Somewhere, Jeff Zucker and Jeff Gaspin — hell, a whole lot of NBC alumni, not all of them named Jeff — should be laughing, or at least smiling.
The New York Times is the latest news outlet to pile on and mildly advance the story that Jay Leno will be replaced by Jimmy Fallon, most likely some time in 2014.
Yet as one would think NBC might have learned by now, there is absolutely no way to do anything involving a change in latenight that does not turn into a whopping public-relations nightmare unless the guy you are replacing comes to you and says, “I really want to spend more time…” A) playing comedy clubs; B) enjoying my car collection; C) at home, counting large stacks of money; or D) any combination of the above.
Now, to go back a few years, even casual observers might recall when faced with this multiple-choice question, Leno chose E) shop myself to other networks, which set off the panic that ultimately led to his 10 p.m. NBC talkshow — you know, the one doing better most nights than the current crop of NBC dramas.
Leno might have a change of heart, but banking on that to save the network’s bacon — and keep its PR department from drinking Maalox out of the bottle — is sort of like betting on three No. 16 seeds to advance in the NCAA tournament.
The real mystery, amid all of this, is why on Earth network honchos — faced with as much bad PR as they’re already garnering — would brave wading into the treacherous waters of latenight at this juncture. Does Jimmy Fallon really have so many inviting options that he has to be handed “The Tonight Show” right now, or they’ll risk losing him?
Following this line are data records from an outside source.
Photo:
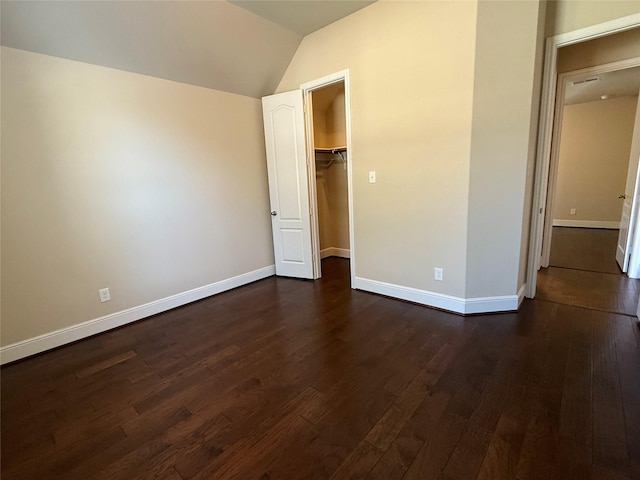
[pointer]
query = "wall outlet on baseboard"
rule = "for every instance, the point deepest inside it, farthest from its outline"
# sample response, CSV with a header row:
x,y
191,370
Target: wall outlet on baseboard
x,y
438,274
105,295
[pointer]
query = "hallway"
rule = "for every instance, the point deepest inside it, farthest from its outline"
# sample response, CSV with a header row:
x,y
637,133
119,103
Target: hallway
x,y
583,273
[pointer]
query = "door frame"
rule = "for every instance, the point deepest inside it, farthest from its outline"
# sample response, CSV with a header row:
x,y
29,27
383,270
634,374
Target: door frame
x,y
545,132
307,89
563,79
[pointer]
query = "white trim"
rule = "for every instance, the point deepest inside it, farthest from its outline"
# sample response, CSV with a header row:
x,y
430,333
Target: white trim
x,y
41,343
547,108
521,292
307,88
335,252
557,222
506,303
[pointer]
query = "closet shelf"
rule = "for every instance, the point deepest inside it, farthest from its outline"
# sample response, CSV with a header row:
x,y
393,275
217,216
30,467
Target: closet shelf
x,y
325,157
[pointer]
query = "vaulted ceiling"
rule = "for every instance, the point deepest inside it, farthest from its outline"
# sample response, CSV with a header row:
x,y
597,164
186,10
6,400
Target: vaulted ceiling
x,y
239,46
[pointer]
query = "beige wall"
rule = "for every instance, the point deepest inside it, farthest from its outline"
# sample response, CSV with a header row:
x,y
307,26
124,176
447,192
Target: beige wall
x,y
333,207
411,98
593,159
568,15
599,51
113,179
505,105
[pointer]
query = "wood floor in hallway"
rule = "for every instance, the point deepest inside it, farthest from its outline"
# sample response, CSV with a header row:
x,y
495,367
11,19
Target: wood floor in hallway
x,y
291,379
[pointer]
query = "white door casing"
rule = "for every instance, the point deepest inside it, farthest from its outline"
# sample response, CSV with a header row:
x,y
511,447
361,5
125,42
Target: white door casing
x,y
630,201
284,129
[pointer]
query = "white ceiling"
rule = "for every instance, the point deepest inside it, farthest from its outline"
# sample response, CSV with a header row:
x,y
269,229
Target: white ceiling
x,y
214,44
303,17
589,87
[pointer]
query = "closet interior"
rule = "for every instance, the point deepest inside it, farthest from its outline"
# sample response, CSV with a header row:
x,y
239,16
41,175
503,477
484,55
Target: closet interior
x,y
331,157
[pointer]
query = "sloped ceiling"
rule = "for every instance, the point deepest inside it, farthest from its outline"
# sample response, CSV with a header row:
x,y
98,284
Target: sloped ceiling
x,y
214,44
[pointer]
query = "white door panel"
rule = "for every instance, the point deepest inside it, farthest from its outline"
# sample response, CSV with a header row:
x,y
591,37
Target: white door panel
x,y
629,214
288,188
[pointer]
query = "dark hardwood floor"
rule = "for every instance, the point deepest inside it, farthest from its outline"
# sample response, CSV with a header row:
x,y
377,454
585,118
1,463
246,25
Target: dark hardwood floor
x,y
291,379
584,272
589,249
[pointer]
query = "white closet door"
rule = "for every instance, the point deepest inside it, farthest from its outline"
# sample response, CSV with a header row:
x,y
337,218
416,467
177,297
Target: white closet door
x,y
283,115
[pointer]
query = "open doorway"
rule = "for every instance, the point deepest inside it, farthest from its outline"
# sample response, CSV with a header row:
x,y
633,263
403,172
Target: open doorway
x,y
599,45
331,156
328,136
590,164
295,195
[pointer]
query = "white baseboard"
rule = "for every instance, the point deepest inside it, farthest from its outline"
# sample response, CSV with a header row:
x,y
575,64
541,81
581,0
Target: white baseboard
x,y
557,222
460,305
41,343
335,252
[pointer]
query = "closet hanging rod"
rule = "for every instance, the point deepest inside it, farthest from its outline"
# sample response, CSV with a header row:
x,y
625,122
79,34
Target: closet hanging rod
x,y
331,150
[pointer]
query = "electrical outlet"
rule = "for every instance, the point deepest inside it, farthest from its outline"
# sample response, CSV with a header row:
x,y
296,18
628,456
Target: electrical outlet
x,y
438,274
105,295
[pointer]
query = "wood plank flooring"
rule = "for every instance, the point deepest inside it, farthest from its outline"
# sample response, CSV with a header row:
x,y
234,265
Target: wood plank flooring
x,y
589,249
292,379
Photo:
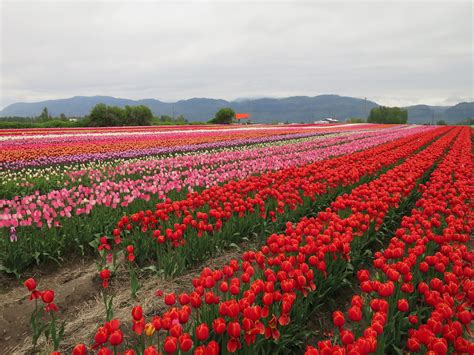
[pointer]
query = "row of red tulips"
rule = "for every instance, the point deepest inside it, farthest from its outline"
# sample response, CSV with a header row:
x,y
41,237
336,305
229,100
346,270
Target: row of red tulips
x,y
270,290
153,236
428,267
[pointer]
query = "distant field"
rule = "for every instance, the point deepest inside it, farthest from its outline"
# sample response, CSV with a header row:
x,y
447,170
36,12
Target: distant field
x,y
251,239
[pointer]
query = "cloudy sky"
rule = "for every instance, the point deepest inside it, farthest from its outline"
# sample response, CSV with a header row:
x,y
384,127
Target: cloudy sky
x,y
398,52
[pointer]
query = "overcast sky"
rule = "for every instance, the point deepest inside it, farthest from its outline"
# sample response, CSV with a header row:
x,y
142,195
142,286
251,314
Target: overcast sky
x,y
400,52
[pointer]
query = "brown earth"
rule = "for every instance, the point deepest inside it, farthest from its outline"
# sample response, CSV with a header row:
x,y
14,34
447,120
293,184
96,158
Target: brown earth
x,y
77,294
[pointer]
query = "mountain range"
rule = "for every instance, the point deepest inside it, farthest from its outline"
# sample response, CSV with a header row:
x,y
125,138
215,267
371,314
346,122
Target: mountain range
x,y
264,110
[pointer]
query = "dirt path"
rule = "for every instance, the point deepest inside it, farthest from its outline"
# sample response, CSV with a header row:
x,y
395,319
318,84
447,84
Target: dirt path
x,y
77,294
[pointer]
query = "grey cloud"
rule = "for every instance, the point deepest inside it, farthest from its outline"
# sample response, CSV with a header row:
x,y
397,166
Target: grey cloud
x,y
396,52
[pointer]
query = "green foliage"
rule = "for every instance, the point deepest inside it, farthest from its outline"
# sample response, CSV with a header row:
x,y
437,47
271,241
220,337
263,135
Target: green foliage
x,y
104,116
223,116
45,116
355,120
383,114
165,119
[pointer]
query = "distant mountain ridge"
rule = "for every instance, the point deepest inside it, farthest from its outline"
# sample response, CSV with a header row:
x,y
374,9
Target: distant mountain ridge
x,y
264,110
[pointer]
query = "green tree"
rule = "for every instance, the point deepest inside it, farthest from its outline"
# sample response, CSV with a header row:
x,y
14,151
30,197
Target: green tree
x,y
223,116
383,114
137,116
102,115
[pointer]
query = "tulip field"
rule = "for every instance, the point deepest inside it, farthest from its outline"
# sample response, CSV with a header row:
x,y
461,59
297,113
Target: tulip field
x,y
259,239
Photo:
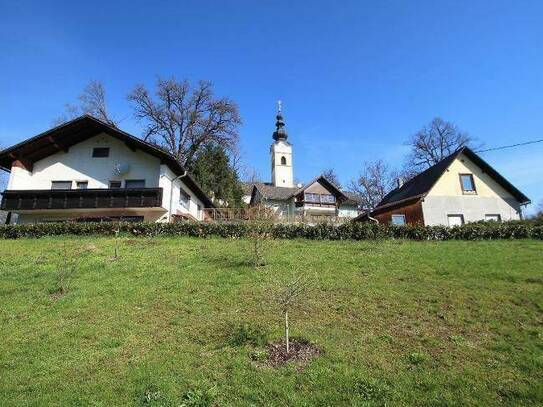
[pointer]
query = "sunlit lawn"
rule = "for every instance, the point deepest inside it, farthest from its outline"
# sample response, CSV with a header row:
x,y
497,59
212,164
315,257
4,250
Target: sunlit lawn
x,y
400,323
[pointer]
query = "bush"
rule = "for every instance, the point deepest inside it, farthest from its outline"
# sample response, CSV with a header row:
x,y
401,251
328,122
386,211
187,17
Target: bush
x,y
347,231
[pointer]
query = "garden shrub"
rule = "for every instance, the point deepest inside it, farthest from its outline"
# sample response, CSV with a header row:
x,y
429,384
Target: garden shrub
x,y
347,231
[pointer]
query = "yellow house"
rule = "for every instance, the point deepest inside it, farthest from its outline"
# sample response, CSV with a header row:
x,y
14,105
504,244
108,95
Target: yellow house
x,y
460,188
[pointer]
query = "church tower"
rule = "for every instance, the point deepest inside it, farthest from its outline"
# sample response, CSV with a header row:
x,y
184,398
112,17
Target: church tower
x,y
281,154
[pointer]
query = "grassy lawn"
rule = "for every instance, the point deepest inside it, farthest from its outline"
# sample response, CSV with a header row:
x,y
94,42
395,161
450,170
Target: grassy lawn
x,y
180,320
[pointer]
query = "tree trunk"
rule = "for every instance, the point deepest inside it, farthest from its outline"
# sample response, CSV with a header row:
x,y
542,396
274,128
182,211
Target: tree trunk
x,y
286,331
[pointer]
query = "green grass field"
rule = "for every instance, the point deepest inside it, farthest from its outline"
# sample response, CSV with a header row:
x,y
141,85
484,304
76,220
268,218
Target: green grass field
x,y
179,321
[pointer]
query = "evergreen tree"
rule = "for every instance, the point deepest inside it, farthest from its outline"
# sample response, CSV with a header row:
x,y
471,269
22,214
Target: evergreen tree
x,y
212,170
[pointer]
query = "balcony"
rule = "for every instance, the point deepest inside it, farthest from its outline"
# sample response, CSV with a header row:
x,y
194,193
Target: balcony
x,y
100,198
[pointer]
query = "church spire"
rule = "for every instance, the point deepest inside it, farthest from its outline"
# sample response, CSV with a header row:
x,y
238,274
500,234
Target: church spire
x,y
280,133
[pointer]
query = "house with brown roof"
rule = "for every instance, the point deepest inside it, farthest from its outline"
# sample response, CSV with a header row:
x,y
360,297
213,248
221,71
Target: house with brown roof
x,y
460,188
317,198
86,169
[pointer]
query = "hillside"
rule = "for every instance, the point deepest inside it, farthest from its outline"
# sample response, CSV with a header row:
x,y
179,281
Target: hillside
x,y
185,322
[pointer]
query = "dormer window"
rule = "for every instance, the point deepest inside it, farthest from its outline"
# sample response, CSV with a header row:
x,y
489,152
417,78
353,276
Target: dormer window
x,y
100,152
467,183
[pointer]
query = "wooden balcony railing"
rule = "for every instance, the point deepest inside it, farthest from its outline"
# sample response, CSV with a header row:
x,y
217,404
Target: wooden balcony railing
x,y
13,200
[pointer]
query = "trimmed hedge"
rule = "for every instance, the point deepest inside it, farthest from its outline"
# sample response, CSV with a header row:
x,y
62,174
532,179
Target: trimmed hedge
x,y
347,231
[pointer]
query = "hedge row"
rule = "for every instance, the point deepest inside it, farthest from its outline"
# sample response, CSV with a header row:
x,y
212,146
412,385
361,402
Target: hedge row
x,y
348,231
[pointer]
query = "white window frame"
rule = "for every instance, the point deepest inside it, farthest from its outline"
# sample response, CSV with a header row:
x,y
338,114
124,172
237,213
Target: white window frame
x,y
493,217
397,216
63,181
455,216
82,182
133,180
185,203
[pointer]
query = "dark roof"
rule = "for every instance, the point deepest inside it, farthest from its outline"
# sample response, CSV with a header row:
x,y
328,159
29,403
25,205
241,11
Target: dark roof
x,y
82,128
323,180
421,184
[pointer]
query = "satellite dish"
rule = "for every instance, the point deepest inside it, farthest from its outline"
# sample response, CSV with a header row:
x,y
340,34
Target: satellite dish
x,y
121,168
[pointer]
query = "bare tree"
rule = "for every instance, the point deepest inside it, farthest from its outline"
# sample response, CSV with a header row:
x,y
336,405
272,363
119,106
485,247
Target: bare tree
x,y
65,269
374,182
182,119
434,142
92,101
330,175
289,296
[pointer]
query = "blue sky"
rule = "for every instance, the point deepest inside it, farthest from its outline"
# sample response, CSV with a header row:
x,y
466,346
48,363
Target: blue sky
x,y
356,77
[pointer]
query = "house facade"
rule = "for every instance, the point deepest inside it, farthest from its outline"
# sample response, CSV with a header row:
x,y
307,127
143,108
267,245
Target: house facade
x,y
88,170
318,199
459,189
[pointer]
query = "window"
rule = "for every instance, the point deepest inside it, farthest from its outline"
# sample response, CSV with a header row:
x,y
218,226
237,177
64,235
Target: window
x,y
455,220
100,152
61,184
398,220
184,199
328,199
309,197
134,183
466,181
493,218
And does anyone at NBC really think Fallon — while almost certainly skewing younger — will do markedly better than Leno, especially if the network continues to struggle in primetime?
As I wrote a few weeks ago, the only real strategy that would make sense at this point would be to treat Leno like the Pope: It’s a lifetime gig, unless he decides otherwise.
But perhaps I’m overthinking all this. The Times’ Bill Carter hasn’t written a latenight book in a couple of years, and Conan O’Brien is slated to perform at the upcoming White House Correspondents Dinner in April. Maybe the network just wants to give the two of them — and the rest of us — something to write about and joke about, respectively. (O’Brien’s TBS show, incidentally, is dark this week, but those with a taste for the perverse might be inclined to tune in when he returns this Monday.)
The bottom line is until the network definitively settles this question — in a manner that will quiet the speculation, and not just punt it down the road — the Spanish term for the network’s Peacock is going to be pinata.